Key Collaboration between CNO and CFO

One means of enhancing your organization’s recruitment efforts that isn’t always front and center is through a really strong partnership between the chief nursing officer (CNO) and the chief financial officer (CFO). Too often, and primarily because the nursing labor budget is such a large component of an organization’s labor budget, it’s the first place of focus for cost-cutting initiatives.

Findings of a Latest Report Reveal Key Insights

But a new report, “The Business of Caring: Promoting Optimal Allocation of Nursing Resources” by the American Nurses Association, the American Organization for Nursing Leadership, and the Healthcare Financial Management Association describes the value of the chief nursing officer (CNO) and the chief finance officer (CFO) creating a strong partnership.

A better understanding between these two sometimes very different perspectives tends to result in what’s best for patients, what’s best for nurses, and what’s best for the organization. The report discusses one fundamental requirement of a collaborative, positive, and productive partnership between the CNO and CFO: a shared understanding of terminology and definitions.

CNO and CFO Must Define Similar Terms Across Departments

Following are a few examples. When nurses hear the term “ratio” they think how many patients have an RN. Likewise, the finance executives tend to think more of ratios as being related to liquidity or profitability ratios, to name only two.

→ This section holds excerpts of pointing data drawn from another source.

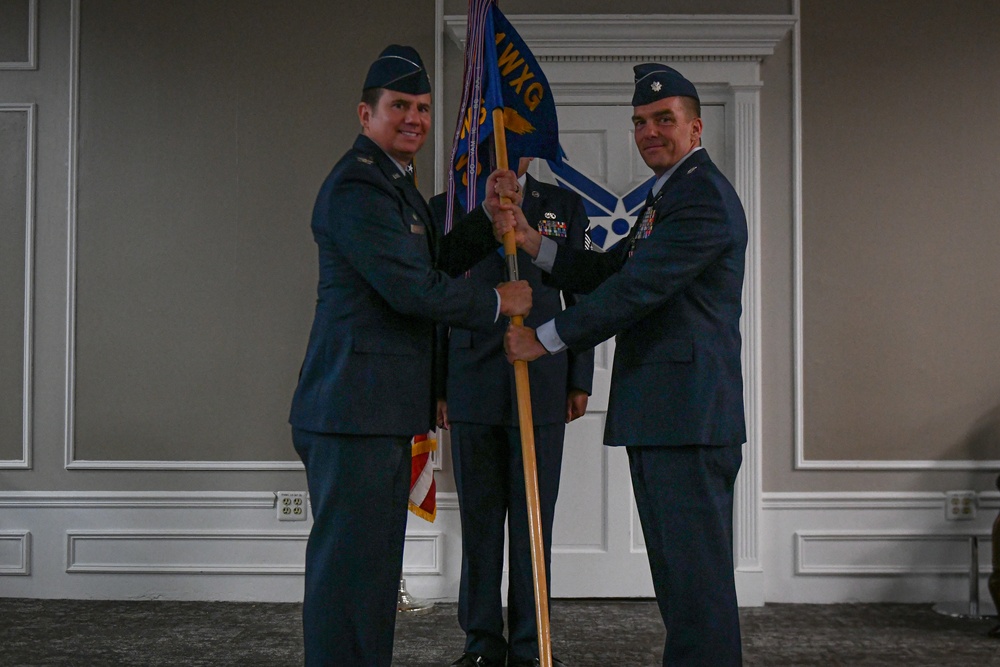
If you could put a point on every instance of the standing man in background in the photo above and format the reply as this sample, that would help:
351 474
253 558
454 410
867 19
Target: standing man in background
479 405
365 388
671 291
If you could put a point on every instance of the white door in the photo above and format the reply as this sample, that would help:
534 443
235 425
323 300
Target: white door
597 544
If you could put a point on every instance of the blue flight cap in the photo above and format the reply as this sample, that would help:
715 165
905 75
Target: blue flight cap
654 81
399 68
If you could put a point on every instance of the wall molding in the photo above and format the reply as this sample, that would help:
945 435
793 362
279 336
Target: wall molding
27 395
837 547
188 545
643 36
32 50
901 540
22 540
872 500
153 544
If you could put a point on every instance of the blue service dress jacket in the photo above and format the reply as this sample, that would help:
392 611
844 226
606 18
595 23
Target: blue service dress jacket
383 283
478 380
675 305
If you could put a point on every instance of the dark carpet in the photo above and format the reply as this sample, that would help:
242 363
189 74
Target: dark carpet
585 633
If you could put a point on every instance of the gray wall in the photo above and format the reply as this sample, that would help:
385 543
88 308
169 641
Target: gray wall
206 128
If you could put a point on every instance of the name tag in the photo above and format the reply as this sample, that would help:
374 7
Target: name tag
552 228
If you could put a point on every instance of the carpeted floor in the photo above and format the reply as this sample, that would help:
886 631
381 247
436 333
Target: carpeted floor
585 633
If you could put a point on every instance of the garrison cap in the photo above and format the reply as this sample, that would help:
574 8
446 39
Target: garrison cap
399 68
654 81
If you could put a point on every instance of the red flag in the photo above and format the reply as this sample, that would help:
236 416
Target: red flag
423 493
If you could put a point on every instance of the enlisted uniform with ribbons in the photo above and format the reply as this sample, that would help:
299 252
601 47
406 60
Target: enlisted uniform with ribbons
365 387
479 389
671 292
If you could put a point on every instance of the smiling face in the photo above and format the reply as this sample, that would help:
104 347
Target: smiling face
398 123
665 131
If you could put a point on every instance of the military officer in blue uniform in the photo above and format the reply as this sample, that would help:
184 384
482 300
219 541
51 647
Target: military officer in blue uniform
479 405
671 293
365 388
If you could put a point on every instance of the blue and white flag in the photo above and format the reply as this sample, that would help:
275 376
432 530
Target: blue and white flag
500 72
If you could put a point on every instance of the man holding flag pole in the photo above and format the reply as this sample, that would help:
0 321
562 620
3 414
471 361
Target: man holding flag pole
506 98
365 386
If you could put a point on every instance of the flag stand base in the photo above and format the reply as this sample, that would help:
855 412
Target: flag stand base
410 605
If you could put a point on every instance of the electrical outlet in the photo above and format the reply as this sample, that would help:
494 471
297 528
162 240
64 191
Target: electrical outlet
960 505
291 505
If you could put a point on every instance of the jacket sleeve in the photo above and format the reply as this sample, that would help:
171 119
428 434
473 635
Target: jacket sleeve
580 372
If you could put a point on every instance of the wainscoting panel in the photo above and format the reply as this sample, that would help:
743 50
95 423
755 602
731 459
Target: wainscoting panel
872 547
187 546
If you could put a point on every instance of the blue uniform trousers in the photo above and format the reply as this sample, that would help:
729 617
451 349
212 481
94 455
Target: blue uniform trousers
489 475
685 500
358 491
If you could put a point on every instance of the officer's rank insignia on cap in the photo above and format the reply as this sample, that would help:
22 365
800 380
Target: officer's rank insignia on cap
552 227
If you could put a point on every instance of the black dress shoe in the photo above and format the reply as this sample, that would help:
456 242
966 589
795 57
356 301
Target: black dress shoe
474 660
534 662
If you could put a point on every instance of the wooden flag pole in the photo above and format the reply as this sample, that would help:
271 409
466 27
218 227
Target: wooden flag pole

When it comes to labor budgeting purposes, Finance uses the Average Daily Census (ADC) at midnight. Yet every nurse knows the midnight census has no relation to the actual number of patients that “churn” through a unit on any given day; churn compares the number of patients expected based on the data to the actual number of patients cared for.

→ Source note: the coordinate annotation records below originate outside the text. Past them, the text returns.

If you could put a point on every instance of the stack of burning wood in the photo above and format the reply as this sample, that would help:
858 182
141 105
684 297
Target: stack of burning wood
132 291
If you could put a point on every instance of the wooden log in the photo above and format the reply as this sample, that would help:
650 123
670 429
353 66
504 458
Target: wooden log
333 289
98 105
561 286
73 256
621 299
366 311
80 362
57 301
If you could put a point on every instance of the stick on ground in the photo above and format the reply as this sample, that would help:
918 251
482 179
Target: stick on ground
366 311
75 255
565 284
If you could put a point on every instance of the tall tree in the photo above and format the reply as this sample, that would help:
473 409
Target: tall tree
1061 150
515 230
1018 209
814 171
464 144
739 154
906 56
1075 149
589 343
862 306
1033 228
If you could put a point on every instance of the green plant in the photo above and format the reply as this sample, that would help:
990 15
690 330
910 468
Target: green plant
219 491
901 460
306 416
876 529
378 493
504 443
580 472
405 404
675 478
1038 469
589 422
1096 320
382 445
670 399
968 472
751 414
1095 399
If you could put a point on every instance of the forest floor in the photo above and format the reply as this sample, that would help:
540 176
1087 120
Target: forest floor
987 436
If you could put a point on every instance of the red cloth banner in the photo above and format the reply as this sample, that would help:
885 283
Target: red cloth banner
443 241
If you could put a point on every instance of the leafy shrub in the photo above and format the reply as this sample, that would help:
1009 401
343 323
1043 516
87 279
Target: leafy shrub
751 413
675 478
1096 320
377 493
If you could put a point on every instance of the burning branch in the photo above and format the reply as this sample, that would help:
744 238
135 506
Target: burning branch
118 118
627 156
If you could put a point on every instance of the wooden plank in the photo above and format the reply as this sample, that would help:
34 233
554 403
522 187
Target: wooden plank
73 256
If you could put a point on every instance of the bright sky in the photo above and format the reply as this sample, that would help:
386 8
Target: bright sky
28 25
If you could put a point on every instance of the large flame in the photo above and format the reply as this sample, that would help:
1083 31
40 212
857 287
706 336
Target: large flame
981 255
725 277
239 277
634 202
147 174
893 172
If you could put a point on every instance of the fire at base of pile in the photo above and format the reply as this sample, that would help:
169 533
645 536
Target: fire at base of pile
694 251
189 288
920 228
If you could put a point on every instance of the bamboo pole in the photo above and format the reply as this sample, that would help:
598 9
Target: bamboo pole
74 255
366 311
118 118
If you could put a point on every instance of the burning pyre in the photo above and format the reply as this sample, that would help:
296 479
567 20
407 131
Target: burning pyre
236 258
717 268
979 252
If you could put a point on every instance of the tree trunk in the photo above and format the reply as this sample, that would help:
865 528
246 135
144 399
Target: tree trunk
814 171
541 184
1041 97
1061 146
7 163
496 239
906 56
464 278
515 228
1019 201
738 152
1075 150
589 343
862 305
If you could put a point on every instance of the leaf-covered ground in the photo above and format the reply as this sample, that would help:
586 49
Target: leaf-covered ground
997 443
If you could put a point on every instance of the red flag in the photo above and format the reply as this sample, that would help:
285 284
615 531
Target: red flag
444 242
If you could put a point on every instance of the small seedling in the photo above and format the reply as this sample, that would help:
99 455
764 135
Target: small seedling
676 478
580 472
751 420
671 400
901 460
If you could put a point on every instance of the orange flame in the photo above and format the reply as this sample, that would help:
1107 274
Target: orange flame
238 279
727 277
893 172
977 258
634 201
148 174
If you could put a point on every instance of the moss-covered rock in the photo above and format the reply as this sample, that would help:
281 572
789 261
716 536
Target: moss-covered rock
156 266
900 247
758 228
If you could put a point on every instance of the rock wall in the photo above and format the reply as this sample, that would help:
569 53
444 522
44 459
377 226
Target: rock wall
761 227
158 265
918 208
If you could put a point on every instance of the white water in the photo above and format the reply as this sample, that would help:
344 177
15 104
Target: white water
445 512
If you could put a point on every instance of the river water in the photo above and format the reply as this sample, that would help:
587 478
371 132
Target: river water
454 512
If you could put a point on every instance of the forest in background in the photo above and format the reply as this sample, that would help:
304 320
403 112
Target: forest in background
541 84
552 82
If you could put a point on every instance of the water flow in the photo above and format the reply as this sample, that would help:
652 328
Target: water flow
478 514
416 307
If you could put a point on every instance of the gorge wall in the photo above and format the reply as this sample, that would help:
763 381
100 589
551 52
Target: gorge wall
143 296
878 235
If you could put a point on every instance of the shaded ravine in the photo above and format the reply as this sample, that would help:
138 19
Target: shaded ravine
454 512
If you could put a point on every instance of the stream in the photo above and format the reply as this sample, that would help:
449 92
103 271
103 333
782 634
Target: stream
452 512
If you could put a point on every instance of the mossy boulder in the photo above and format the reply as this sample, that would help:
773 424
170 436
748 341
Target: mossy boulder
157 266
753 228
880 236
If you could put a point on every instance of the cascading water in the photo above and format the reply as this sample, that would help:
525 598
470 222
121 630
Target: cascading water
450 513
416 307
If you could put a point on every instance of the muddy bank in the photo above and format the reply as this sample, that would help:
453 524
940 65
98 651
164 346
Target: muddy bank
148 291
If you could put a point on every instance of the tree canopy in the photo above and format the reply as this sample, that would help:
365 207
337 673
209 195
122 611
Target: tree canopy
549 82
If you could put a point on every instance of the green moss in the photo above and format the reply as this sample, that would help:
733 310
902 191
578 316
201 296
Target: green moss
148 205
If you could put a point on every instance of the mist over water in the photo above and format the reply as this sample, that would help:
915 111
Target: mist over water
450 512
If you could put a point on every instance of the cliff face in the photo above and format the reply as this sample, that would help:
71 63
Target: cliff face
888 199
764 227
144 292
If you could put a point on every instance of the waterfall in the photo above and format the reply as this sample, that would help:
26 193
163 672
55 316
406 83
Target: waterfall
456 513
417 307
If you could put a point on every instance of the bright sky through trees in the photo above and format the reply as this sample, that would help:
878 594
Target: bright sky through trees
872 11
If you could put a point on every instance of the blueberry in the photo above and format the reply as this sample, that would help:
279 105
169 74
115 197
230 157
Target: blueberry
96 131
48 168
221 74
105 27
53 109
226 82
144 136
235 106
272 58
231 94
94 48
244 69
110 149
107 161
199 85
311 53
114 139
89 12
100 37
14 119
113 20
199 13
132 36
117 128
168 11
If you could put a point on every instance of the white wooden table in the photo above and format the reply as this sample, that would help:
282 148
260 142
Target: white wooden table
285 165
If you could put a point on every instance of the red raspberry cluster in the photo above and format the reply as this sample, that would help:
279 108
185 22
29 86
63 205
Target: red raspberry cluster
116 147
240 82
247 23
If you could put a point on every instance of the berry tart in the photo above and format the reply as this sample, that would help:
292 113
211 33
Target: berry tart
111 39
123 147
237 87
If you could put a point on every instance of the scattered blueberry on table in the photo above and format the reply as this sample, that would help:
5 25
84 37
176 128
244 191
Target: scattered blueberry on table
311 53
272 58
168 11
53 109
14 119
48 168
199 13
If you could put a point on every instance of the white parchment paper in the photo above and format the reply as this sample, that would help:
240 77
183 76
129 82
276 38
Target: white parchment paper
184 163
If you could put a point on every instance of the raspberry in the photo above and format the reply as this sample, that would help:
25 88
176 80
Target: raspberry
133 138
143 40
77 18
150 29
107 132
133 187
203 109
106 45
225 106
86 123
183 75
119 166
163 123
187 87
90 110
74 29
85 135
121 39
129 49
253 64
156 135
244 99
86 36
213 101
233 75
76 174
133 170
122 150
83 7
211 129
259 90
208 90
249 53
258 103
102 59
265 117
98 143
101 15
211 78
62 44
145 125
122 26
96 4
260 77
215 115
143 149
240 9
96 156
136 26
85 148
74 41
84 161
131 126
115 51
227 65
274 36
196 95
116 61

Without a strong partnership, nursing and finance definitions of things like “non-productive” time can be markedly different. Finance considers non-productive time to be any RN time away from the bedside. So technically, nursing staff development time is considered as non-productive time since it is time spent away from the bedside, but it is time of critical importance for RNs to develop and hone their skills through their attendance at conferences, inservice or workshops.

Similarly, hours-per-patient-day (HPPD) captures and explains only those hours required to complete patient care tasks, and does not account for the cognitive (or thinking) time nurses need to communicate, care coordinate, document, teach patients, and to prepare patients and families for discharge. Beginning with a respect for the other partner’s understanding of terminology helps in a better appreciation of the other’s perspective.

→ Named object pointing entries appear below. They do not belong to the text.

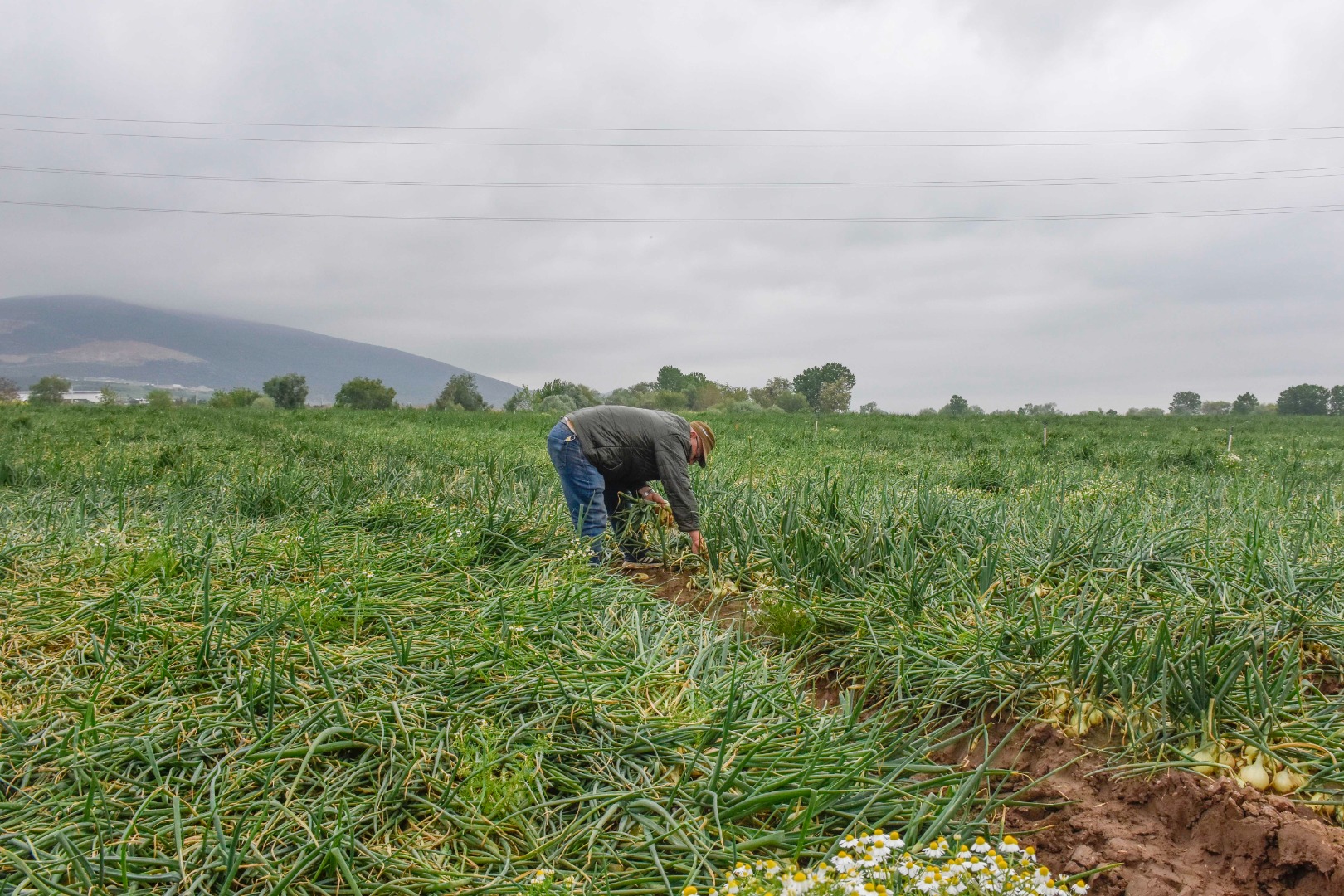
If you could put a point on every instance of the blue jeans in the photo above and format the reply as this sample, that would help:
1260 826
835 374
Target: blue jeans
590 503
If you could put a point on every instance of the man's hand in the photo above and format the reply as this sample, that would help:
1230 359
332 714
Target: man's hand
652 497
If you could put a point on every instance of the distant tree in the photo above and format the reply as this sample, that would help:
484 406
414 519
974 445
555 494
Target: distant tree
1185 403
956 405
810 382
706 395
49 390
460 394
622 397
769 394
364 394
668 401
791 403
1337 401
158 399
1304 399
834 398
290 390
240 397
558 403
1244 403
580 394
519 401
671 379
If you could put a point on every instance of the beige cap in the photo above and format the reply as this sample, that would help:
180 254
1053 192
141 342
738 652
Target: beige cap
706 437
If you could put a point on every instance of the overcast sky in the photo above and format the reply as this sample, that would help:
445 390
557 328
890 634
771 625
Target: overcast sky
1086 314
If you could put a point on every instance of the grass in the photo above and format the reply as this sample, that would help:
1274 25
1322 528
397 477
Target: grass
324 652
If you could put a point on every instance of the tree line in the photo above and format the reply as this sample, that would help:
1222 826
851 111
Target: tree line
821 390
817 390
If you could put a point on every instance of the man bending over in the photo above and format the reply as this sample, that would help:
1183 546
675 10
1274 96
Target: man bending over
608 455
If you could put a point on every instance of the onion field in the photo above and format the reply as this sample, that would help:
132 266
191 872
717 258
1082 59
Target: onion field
320 652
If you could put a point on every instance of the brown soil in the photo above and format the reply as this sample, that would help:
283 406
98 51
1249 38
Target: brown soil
676 587
1176 833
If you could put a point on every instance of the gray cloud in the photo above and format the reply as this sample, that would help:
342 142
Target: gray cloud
1086 314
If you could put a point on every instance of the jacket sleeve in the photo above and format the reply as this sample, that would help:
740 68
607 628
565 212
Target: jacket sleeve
676 483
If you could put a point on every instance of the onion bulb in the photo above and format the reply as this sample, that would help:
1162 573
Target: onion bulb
1287 782
1254 776
1210 759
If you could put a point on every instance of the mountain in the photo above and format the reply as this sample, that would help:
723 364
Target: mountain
91 338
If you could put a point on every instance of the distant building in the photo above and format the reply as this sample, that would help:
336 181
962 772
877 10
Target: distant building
71 398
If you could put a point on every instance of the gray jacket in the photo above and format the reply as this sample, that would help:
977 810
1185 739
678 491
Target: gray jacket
632 445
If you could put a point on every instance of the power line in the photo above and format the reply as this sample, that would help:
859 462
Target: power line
698 130
569 219
1270 173
674 145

Mutual Goal Setting is Necessary

The report also suggests that the CNO and CFO engage in mutual goal setting since there is an inextricable link between quality of care and the costs of care. Although the CNO and CFO may have different perspectives on the link between cost and quality, or how to best achieve an affordable balance. It is the responsibility of both executives to . While there are still some CFOs who remain skeptical that high quality care is also the most cost effective care, the nursing research is clear that high quality nursing care (that is achieved by the proper staffing) is indeed cost-effective (e.g. fewer patient falls, hospital acquired conditions, and readmissions; lesser length-of-stay, lower rates of morbidity and mortality).

In the event the finance team is not up-to-date on the latest nursing research, it behooves the CNO to bring this information to the CFO. Shared goals should include mutual respect and a collaborative relationship, with a healthy respect for one another’s knowledge and expertise. While the Finance team is not the expert in how best to properly staff a nursing unit, the required skill mix or ratio, it is the expert in determining this is what we can afford or this is what the budget will allow for the nurse staffing budget.

“The Business of Caring: Promoting Optimal Allocation of Nursing Resources” describes a more collaborative approach that is beneficial for patients, and certainly beneficial for nurses, because it helps create a greater awareness between the finance team and the nursing team; everyone just needs to be willing to try to get on the same page, look at a particular situation a little differently, and to appreciate each other’s perspective.